A sign announcing the acceptance of electronic Benefit Transfer cards at a farmers market in Roseville, California. (AP Photo/Rich Pedroncelli)
(CNSNews.com) - The U.S. Agriculture Department on Tuesday announced a proposed rule intended to give food stamp (SNAP) recipients increased access to healthy foods, by requiring stores that accept SNAP to stock a wider variety of healthy food choices.
"USDA is committed to expanding access for SNAP participants to the types of foods that are important to a healthy diet," USDA Under Secretary for Food, Nutrition and Consumer Services Kevin Concannon said in a news release. "This proposed rule ensures that retailers who accept SNAP benefits offer a variety of products to support healthy choices for those participating in the program."
The 2014 Farm Bill required USDA to develop regulations to ensure that stores taking part in the Supplemental Nutrition Assistance Program offer a broader variety of healthy food choices.

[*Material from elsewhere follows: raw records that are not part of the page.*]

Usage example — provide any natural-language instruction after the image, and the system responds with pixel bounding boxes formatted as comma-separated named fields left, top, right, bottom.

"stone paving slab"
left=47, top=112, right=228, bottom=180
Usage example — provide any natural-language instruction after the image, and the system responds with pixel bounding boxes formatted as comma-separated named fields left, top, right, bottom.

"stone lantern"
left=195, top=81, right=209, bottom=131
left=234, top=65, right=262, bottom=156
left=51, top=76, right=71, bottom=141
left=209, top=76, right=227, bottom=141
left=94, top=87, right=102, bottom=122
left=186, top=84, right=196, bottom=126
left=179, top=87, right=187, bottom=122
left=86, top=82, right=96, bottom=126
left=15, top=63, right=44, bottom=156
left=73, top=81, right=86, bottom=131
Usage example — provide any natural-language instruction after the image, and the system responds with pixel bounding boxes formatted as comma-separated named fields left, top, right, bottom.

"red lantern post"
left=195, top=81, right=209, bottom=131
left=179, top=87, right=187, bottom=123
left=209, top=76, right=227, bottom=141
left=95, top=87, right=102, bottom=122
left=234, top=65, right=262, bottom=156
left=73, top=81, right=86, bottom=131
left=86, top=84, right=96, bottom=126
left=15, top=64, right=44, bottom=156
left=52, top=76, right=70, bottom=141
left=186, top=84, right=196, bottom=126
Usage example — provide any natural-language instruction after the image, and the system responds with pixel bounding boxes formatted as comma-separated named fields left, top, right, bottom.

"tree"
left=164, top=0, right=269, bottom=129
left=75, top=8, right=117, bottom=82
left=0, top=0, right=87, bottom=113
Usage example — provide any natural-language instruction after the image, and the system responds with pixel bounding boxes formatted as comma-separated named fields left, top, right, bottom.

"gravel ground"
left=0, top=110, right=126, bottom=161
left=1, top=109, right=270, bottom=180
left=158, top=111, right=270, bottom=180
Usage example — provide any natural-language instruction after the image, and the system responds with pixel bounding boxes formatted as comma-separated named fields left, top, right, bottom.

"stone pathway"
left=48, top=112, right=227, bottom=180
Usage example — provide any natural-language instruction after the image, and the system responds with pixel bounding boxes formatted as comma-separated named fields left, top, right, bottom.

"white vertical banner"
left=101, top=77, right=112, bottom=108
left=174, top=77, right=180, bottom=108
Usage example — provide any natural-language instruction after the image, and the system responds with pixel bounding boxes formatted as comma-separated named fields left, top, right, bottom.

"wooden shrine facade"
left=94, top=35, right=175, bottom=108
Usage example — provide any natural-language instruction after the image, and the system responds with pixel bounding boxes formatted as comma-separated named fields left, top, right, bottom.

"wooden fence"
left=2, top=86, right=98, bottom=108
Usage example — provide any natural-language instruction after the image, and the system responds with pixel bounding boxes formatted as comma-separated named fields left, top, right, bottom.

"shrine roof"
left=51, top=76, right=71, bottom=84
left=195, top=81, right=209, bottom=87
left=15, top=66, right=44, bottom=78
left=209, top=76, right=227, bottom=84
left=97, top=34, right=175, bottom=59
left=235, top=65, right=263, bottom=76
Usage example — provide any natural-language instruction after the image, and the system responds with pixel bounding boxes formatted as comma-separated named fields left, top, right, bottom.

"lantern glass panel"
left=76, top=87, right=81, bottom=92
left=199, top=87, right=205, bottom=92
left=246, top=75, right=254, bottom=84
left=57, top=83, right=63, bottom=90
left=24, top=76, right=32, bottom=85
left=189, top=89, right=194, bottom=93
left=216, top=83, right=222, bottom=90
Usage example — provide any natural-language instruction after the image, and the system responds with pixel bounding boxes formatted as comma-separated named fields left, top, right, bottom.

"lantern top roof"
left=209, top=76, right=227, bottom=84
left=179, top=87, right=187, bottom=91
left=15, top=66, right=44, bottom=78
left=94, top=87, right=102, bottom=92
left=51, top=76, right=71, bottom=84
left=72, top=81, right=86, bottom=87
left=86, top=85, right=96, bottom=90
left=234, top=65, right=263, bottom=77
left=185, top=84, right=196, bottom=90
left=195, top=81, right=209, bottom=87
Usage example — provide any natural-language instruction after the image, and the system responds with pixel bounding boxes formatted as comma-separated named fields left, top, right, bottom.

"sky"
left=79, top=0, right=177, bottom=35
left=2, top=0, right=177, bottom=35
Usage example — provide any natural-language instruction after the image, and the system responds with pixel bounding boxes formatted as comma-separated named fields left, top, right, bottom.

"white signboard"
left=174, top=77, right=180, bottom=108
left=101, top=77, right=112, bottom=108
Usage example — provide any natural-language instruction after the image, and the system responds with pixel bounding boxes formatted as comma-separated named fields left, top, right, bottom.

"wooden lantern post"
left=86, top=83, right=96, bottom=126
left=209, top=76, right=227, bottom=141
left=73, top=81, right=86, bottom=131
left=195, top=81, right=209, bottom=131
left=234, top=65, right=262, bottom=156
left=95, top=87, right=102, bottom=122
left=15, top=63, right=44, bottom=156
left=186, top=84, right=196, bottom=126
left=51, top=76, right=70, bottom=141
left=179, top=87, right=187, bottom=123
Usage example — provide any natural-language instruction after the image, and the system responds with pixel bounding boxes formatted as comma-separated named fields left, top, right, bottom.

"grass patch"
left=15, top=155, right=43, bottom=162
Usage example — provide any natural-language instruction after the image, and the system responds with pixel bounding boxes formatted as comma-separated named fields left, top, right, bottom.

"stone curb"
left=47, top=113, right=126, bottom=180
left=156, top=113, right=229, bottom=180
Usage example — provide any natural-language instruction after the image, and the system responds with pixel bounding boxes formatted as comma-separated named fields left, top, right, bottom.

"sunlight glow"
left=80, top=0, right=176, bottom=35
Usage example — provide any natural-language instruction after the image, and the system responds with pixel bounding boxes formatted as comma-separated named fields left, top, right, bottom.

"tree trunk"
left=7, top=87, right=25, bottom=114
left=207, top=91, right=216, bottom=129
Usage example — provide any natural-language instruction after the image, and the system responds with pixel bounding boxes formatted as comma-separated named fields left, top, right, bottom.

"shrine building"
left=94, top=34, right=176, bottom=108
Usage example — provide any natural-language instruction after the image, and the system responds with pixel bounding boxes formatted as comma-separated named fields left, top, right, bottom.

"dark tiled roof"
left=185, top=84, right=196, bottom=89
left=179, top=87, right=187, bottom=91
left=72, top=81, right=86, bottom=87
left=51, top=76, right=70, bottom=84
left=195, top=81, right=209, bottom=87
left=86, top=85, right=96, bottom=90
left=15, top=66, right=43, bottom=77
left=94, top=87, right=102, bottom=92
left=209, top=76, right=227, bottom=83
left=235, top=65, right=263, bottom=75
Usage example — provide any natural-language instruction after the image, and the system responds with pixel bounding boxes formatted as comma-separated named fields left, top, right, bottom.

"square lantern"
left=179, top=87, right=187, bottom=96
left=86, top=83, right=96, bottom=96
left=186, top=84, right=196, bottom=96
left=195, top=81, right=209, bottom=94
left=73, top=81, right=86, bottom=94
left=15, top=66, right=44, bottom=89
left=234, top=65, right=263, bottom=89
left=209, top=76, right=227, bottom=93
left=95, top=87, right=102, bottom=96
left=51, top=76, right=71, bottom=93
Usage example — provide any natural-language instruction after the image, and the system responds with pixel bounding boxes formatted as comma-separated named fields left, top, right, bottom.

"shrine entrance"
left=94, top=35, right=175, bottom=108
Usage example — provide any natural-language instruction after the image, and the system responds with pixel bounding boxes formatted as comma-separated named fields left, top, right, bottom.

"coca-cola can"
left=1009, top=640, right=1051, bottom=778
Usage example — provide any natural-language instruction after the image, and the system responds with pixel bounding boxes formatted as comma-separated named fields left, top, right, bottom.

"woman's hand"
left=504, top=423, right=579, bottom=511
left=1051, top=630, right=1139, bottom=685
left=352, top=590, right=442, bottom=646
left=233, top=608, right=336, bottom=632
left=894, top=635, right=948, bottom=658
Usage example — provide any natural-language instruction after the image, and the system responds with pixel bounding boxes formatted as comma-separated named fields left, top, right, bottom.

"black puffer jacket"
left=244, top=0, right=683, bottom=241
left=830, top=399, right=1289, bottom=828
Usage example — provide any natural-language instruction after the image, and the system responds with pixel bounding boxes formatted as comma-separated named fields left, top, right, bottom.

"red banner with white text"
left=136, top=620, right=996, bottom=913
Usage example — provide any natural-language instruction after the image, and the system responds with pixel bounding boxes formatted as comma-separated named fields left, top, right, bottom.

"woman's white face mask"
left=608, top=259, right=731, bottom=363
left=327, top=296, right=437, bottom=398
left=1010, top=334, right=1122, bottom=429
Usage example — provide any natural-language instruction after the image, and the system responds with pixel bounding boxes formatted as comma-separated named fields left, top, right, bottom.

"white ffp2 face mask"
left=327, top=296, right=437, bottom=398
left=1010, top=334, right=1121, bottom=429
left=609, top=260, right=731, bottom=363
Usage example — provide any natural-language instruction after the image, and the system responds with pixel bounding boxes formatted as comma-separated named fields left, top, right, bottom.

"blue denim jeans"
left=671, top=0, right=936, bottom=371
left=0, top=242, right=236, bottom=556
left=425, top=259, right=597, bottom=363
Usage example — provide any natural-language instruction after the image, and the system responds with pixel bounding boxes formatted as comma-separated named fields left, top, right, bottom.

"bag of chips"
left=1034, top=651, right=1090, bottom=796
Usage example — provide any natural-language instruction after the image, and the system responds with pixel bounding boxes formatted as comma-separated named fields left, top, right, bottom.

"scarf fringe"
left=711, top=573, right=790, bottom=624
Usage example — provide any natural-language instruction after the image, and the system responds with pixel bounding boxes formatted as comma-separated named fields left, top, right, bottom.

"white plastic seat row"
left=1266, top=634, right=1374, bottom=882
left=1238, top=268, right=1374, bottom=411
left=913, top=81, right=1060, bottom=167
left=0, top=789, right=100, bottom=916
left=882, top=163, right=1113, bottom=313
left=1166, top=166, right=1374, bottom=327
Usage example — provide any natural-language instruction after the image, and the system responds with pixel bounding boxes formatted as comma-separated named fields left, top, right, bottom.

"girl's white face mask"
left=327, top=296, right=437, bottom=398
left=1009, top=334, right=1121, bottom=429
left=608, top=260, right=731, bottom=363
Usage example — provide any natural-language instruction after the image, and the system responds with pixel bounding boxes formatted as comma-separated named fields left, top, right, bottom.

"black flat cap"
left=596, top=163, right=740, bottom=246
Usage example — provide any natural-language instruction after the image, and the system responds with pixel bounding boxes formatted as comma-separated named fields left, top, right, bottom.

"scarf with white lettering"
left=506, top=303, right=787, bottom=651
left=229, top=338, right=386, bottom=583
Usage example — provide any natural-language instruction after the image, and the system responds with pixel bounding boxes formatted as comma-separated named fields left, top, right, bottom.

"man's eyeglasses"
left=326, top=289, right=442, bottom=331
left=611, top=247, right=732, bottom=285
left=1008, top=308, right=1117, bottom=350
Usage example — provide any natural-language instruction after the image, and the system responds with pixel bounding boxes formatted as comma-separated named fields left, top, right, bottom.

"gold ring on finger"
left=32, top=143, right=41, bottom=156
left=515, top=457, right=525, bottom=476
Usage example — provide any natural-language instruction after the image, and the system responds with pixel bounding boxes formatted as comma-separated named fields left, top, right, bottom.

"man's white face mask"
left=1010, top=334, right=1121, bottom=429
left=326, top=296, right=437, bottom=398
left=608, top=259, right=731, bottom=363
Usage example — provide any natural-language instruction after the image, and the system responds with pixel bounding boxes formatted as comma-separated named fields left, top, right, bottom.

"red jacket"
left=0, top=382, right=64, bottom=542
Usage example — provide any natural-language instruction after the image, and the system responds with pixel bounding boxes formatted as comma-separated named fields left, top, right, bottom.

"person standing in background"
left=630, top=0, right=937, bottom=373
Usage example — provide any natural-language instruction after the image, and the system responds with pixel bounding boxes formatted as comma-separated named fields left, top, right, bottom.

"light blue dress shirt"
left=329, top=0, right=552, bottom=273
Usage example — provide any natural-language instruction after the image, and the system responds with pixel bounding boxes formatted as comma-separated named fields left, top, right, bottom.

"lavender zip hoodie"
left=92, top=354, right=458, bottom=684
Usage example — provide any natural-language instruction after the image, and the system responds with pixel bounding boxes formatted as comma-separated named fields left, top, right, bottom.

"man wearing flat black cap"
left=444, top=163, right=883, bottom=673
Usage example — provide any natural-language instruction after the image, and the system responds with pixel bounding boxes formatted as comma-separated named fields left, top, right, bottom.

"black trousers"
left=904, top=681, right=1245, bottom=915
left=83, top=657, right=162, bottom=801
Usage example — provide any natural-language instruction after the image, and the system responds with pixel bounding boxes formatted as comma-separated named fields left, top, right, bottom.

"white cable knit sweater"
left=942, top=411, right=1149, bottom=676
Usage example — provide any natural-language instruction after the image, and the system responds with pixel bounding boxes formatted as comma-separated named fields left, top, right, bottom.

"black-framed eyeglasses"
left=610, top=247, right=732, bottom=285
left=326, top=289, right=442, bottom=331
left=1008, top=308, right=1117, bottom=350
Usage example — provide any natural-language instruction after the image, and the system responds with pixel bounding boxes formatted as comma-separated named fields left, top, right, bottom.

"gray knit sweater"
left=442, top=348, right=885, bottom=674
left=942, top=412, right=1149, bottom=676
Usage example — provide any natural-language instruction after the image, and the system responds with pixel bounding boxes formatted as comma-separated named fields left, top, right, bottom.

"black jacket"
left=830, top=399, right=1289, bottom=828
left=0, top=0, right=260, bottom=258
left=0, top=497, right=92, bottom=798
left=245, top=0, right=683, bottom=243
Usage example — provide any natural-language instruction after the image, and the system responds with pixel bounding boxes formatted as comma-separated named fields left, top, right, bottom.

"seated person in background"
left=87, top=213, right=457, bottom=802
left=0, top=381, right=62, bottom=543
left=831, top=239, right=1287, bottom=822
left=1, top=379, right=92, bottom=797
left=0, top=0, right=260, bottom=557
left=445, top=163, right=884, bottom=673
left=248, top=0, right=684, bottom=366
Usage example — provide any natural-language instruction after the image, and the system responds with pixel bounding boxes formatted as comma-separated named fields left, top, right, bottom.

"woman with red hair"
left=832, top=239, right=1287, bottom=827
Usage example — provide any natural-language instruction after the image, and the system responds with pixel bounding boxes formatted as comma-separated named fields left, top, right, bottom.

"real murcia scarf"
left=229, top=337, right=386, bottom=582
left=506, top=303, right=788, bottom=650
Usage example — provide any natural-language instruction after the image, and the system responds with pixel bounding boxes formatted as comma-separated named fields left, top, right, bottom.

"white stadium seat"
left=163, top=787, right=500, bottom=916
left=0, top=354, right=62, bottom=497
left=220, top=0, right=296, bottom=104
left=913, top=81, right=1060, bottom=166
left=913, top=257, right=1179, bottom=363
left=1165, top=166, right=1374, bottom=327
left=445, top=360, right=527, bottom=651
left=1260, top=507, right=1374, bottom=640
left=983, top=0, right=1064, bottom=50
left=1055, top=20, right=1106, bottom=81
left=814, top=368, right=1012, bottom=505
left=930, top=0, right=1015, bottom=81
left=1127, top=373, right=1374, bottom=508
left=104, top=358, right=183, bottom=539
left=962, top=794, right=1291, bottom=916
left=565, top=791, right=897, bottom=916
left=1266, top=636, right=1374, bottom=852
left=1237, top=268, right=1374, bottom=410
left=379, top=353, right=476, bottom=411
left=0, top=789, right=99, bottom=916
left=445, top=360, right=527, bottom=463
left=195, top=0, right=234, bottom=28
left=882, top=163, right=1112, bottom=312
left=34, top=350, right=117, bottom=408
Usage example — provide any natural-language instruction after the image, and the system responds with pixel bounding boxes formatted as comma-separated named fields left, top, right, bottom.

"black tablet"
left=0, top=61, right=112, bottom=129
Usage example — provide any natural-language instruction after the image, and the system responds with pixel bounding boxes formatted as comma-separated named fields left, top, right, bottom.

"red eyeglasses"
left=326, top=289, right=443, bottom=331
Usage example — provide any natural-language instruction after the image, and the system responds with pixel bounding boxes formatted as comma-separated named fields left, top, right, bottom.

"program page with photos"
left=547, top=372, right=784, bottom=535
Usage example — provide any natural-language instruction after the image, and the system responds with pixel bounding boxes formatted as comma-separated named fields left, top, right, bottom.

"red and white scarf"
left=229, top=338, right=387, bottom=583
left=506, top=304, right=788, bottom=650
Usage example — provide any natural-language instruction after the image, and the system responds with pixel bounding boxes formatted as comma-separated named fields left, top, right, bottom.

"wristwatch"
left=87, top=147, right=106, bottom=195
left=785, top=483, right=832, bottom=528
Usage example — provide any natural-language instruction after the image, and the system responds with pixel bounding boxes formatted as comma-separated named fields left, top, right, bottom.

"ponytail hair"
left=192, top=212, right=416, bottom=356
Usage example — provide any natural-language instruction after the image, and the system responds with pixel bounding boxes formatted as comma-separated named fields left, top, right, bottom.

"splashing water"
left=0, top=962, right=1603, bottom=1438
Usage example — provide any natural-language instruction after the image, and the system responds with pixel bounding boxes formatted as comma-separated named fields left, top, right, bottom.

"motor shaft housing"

Under the proposed rule announced Tuesday, retailers that accept SNAP benefits would be required to offer "seven varieties of qualifying foods in four staple food groups for sale on a continuous basis, along with perishable foods in at least three of the four staple food groups."
The staple foods groups are dairy products; breads and cereals; meats, poultry and fish; and fruits and vegetables. In addition, the proposal calls for retailers to stock at least six units within each variety, leading to a total of at least 168 required food items per store.
And what if retailers just drop SNAP rather than comply with the "168 required food items per store"?
USDA says it is "working to ensure that access to food retailers is not hindered for SNAP participants as a result of this rule."
It is seeking comments and suggestions on the proposed rule to help determine "when, where and if any flexibility should be provided" to prevent reductions in SNAP client food access." (To prevent small businesses from saying forget about it, in other words.)
More than 260,000 retailers nationwide are currently authorized to redeem SNAP benefits.
The proposed rule also "underscores USDA's authority to publicly disclose information about SNAP retailers who are disqualified or sanctioned for program violations." That publicly disclosed information would include the name and address of the store, the owners' names, and a description of the violation.
"SNAP violations are a serious matter," Concannon said. "Public disclosure of this information is intended to serve as a deterrent against retailer fraud. The information would provide the public with insight into the integrity of these businesses and individuals."
According to USDA, SNAP is the nation's "first line of defense" against hunger. It provides supplemental food for about 45-million low-income individuals in the United States.
USDA says nearly half of SNAP participants are children, 10 percent are elderly and more than 40 percent of recipients live in households with earnings.